The NCR and RP/RiBi regulons show reciprocal abundance relationships
The rapid induction kinetics of the RP and RiBi regulons and the corresponding rapid repression of the NCR-A and NCR-P regulons in response to increases in nitrogen are consistent with reciprocal regulation of these regulons (Cardenas et al., 1999). Whereas the DNA microarrays used in our experiments provide a comparative measure of gene expression, RNA sequencing (RNA-seq) allows estimation of the fraction of the transcriptome represented by sets of coregulated mRNAs. We used RNA-seq (Supplemental Table S5) to compare the apportionment of the transcriptome in NCR-depressing conditions with the transcriptome in NCR-repressed conditions (Figure 7). In NCR-repressed conditions, the RP and RiBi regulons comprise 28.4% of the transcriptome, whereas the NCR-A and NCR-P regulons comprise just 0.9% of the transcriptome. Conversely, in NCR-derepressed conditions, the NCR-A and NCR-P regulons expand ninefold to comprise 8.8% of the transcriptome, and the RP and RiBi regulons shrink to constitute just 7.6% of the transcriptome. Thus, remodeling of gene expression in nitrogen-limited cells provided with a sudden bolus of nitrogen requires both a fourfold expansion of the RP/RiBi regulons and a ninefold reduction in the NCR regulon. We propose that the transition from NCR-derepressed to NCR-repressed conditions requires accelerated degradation of highly expressed NCR transcripts to liberate ribosomes for reallocation to RP and RiBi transcripts to facilitate rapid growth.
DISCUSSION
The molecular form of environmental nitrogen is a central determinant of cell growth rate and differential gene expression (Cooper, 1982; Magasanik and Kaiser, 2002). Although different nitrogen sources support different growth rates, we found that yeast cells convert different nitrogen sources into biomass and total cell number with similar yields. To study the effect of different nitrogen sources on gene expression in nitrogen-limiting conditions, we used chemostats (Monod, 1950; Novick and Szilard, 1950), which uniquely allow experimental control of cell growth rate independent of media composition. On the basis of our reanalysis of the data reported in Brauer et al. (2008), we find that the NCR regulon is derepressed in ammonium-limited conditions, whereas the SPS regulon is repressed. By contrast, the GAAC and UPR regulons are not differentially expressed in ammonium-limited chemostats compared with other nutrient-limited conditions.
Using chemostats limited for six different nitrogen sources grown at matched growth rates, we found that the expression of only 38 genes depends on nitrogen source. Of note, of the 75 NCR transcripts that we analyzed, only 10 were significantly affected by variation in nitrogen source in nitrogen-limiting conditions. Many of the NCR and non-NCR transcripts that respond to variation in nitrogen source in nitrogen-limiting conditions respond to one (e.g., CAR1, ARG5,6, ARG3, and CAR2 in arginine-limited conditions and PUT2, PUT4, PUT1, and GDH2 in proline-limited conditions) or two (DAL4, DAL7, DAL2, and DAL1 in urea- and allantoin-limited conditions) specific nitrogen sources and encode enzymes and transporters required for assimilation of specific nitrogen sources.

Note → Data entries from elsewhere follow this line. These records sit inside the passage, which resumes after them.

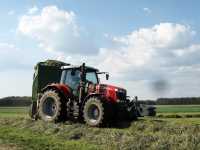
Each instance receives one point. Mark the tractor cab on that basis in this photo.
(73, 77)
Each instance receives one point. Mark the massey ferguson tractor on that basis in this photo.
(65, 92)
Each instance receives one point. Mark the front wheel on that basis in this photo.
(93, 112)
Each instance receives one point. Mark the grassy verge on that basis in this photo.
(178, 108)
(20, 132)
(146, 133)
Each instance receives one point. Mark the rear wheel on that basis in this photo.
(50, 107)
(93, 112)
(33, 110)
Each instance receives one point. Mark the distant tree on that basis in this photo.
(15, 101)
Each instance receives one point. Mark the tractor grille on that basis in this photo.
(121, 94)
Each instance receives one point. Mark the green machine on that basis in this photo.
(45, 73)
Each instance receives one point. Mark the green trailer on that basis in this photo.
(45, 73)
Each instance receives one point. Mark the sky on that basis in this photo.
(151, 48)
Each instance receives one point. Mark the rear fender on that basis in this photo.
(63, 89)
(88, 96)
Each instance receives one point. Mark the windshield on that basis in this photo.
(71, 79)
(92, 77)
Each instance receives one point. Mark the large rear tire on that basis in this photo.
(33, 111)
(50, 107)
(94, 112)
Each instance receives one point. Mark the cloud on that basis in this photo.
(147, 10)
(149, 55)
(163, 56)
(56, 31)
(11, 12)
(33, 10)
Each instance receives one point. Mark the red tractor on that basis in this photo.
(79, 96)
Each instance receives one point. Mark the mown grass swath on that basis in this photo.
(145, 133)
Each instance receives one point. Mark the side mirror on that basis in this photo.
(73, 72)
(107, 76)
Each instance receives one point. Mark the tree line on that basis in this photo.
(26, 101)
(15, 101)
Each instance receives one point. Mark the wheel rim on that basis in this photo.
(49, 107)
(93, 113)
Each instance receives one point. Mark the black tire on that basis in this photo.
(50, 107)
(33, 111)
(94, 112)
(152, 112)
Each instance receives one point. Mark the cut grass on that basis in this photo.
(145, 133)
(177, 108)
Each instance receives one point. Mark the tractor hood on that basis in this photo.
(112, 93)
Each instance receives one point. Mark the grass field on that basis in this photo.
(178, 108)
(17, 131)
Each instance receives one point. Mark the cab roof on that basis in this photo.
(88, 68)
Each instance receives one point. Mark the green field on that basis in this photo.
(178, 108)
(17, 131)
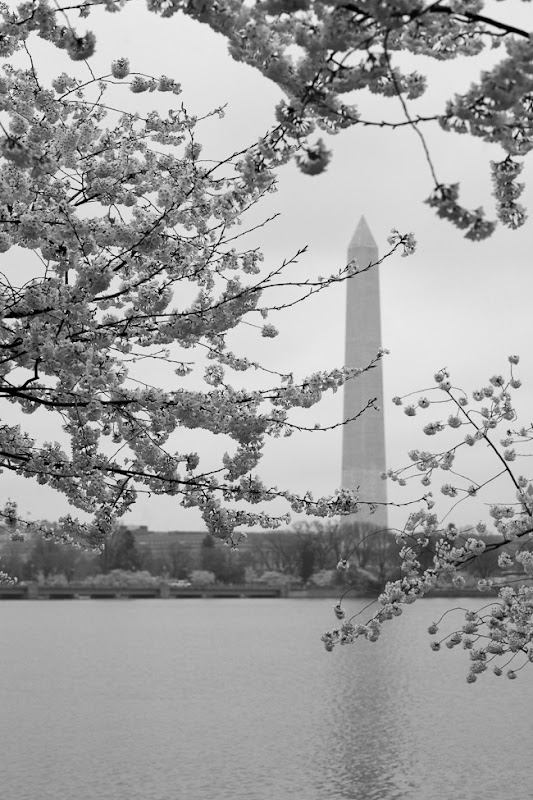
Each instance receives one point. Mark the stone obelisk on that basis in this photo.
(363, 444)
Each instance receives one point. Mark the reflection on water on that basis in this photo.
(238, 700)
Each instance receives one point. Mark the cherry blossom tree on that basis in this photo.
(132, 237)
(319, 51)
(500, 634)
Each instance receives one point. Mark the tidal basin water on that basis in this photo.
(238, 700)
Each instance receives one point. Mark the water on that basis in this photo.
(238, 700)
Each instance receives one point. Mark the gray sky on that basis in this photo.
(454, 303)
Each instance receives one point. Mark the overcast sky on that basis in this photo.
(454, 303)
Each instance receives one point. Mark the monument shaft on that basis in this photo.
(363, 445)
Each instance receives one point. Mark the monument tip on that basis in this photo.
(362, 235)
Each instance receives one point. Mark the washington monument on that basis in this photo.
(363, 444)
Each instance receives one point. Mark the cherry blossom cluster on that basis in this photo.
(319, 51)
(502, 636)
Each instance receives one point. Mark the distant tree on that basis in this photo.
(307, 560)
(120, 552)
(201, 577)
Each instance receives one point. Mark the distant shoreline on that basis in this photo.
(33, 591)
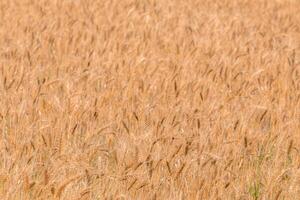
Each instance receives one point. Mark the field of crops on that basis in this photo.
(149, 99)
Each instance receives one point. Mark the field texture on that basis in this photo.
(149, 99)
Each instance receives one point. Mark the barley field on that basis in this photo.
(150, 99)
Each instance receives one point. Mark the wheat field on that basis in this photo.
(149, 99)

Our results support a model in which the NCR regulon is primarily activated by limitation for nitrogen, with finer-scale regulatory control exerted in response to the specific molecular form of environmental nitrogen. An important implication of this result is that the signal leading to regulation of the NCR regulon must be downstream of the environmental source of nitrogen. However, it remains to be determined how intracellular levels of nitrogen are sensed. Our results also suggest that mechanisms must exist by which a specific nitrogen source can affect the abundance of transcripts specifically required for their metabolism. One known mechanism is the direct interaction of proline with the PUT3 transcription factor (Axelrod et al., 1991; Sellick and Reece, 2003), which activates expression of transcripts required for proline metabolism. Additional feedback mechanisms must exist for controlling the expression of transcripts specific for use of arginine (e.g., CAR1, ARG5,6, ARG3, and CAR2) and allantoin (e.g., DAL4, DAL7, DAL, and DAL1), and in some cases, these have been proposed (Messenguy and Dubois, 1983). Identifying the molecular bases of these responses is important for understanding the mechanisms by which specific metabolic pathways affect gene expression regulation.
To study the dynamics with which cells respond to an instantaneous increase in environmental nitrogen, we performed transient perturbation experiments. In contrast to the response predicted by mathematical modeling of the chemostat, a sudden excess of nitrogen does not result in an increase in cell number or culture density. In the most dramatic case, a 10-fold molar increase in nitrogen in the form of glutamine led to a decrease in culture density. We suggest that this discord between model and data is due to a halt in the cell growth that is required for physiological remodeling that is not accounted for in the model. A pause in cell growth before physiological adjustment and reinitiation of growth at a new growth rate has been observed in up-shift experiments in microbes (Kjeldgaard et al., 1958; Ludwig et al., 1977; Waldron, 1977; Kief and Warner, 1981). In budding yeast, environmental nutrients and growth rate affect the critical cell size required for cell division (Johnston et al., 1979; Lorincz and Carter, 1979; Tyson et al., 1979). In the case of our large pulses, we were able to detect an increase in cell size. The remodeling of cell physiology, resetting of the critical cell size, and changes in growth rate may be interconnected phenomena (Soifer and Barkai, 2014).
Computational prediction of the instantaneous growth rate using global gene expression is consistent with a rapid and dose-dependent increase in cell growth rate when nitrogen-limited cells are provided with additional nitrogen. The rapid effect on growth rate–related gene expression is consistent with transcriptional regulation downstream of signaling pathways that transmit information about the growth potential of the extracellular environment. Previously, we reported that the Ras/PKA pathway is involved in transmitting this signal (Airoldi et al., 2009). Because nitrogen signaling may generally be regarded as being transmitted through the TORC1 pathway, our results suggest that TORC1 and Ras/PKA signaling converge on growth rate–regulated gene expression. This is consistent with the observation that TORC1 is both an upstream regulator of Ras/PKA and acts in parallel to Ras/PKA to converge on common targets (Martin et al., 2004; Soulard et al., 2010).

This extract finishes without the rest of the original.